Upgrade when you get a chance, especially if you're using something like ZFS RAID10 on multiple sockets. The NUMA load balancer helps a lot there, just hits this bug. With the latest kernel it can stay enabled and it's much more efficient too. I had 100% IO utilization to 40%.
 
I've been struggling with the same issues after upgraded to 8.4.1. I originally thought it was my HP P440 storage controller but turns out it was a combination of CPU and SCSI Controller emulation. The setup ran fine for several months, then I decided to be a good admin and install the most recent updates.

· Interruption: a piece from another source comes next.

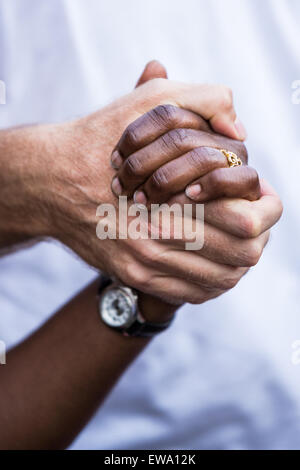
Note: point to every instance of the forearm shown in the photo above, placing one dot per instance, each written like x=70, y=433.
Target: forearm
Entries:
x=54, y=381
x=21, y=216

After reading everything here and other posts, I've spent about 4 X 10 hour days trying different combinations of CPU, Machine and SCSI Controller combinations to find the ones above. I have even reloaded the physical host with Windows server to confirm the storage controller and other components were functioning normally. While I had Windows loaded, I updated the BIOS and firmware as an extra measure.

The settings that worked for me are:
  1. Memory Ballooning = Off
  2. Processors = Host (tried lots but this performs best with current version)
  3. Display = VirtIO-GPU
  4. Machine = pc-i440fx-9.0
  5. SCSI Controller = VMware PVSCSI
  6. Hard Disk = Cache (Default No cache), Discard = On, SSD Emulation = On
  7. Network Device = virtio
  8. KSMtuned = disabled
More about my setup:
  1. HP Proliant DL360 G9 with 24 x Intel Xeon CPU E5-2620 v3 @ 2.40 GHz 2 sockets
  2. Windows 2019 Standard VM's converted from Hyper-V.
  3. 3 Node cluster, all different CPU's so live migration is my sacrifice at this point since I'm use Host CPU Emulation
I Hope this helps some.